Drains, wound dressings and sutures
Once the total hip replacement has been inserted, the joint is closed over drainage tubes to take away the bleeding from the joint. They stay in the hip for one or two days. The hip will have a dressing. You will have a drip to administer fluids whilst you do not feel like eating or drinking. A blood transfusion may be given if required. Initially the hip may be painful. Powerful pain-killing tablets and injections will be prescribed. It is usual for these to be required for 1 or 2 days, so do not be afraid to ask for something if you are in pain. Further blood tests and X-rays will be taken. Injections or tablets to thin the blood and to prevent thrombosis will also be given. The wound dressing which is applied in theatre may be removed after 4 days if the wound is satisfactory. The sutures should be removed by the General Practitioner or Practice Nurse after 12-14 days. Sometimes arrangements are made for patients to return directly to the hospital for this.

If the joint replaced was the only area of arthritis no further anti-inflammatory tablets will be required. If other joints are affected or you suffer from rheumatoid arthritis, the tablets may be restarted if possible after an interval of 2-6 weeks. Pain killers are usually necessary during this time. Please consult and follow the instructions from your treating specialist.

On the day of surgery or the following morning the physiotherapist will get you out of bed to commence walking with the help of crutches or a walking frame. The physiotherapists will also begin to encourage you to bend the hip and knee. Sitting is allowed only after 2 days and then only on a high chair. The early exercises and mobilising of the hip will cause some discomfort and swelling. However, this is normal and is just the healing process occurring. Any swelling or discomfort in the calf muscle of either leg should be brought to the attention of the nursing staff. After 5 – 10 days you are usually able to walk with minimal or no pain, although the assistance of sticks, crutches or a frame may be necessary.
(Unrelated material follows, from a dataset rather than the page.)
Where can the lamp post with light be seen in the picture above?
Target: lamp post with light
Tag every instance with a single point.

You should be able to manage stairs with the assistance of a banister, and to care for yourself around the home. When this is possible you will be discharged from hospital. This is usually within 3-7 days.

Whilst at home the exercise programme of hip exercises should be vigorously continued. Approximately 10 minutes each hour will be ample. Out patient physiotherapy sessions should be arranged during this period. The progress is variable, so do not worry if your progress is a little slow at this stage. If the hip becomes more swollen or more painful than during the first day, or the wound becomes infected, please return to your General Practitioner for early review. The specialist should usually review your progress in the follow-up clinic after 4 or 6 weeks.

Recovery and return to work and sport
If your job is sedentary and mostly sitting you may wish to return after only 3 – 6 weeks. If your job is physically demanding and requires standing or walking for most of the day, your return to work may take several months. Driving can usually be performed after 4 to 6 weeks, providing that the hip is pain free and you are able to control the car with foot pedals and make an emergency stop. Swimming is often possible after 3 – 6 weeks. Return to golf, gentle tennis or badminton may take 3 months. Jogging and squash is not advised as the repetative impact and mechanical loading may result in premature loosening, wear or failure of any type of hip replacement.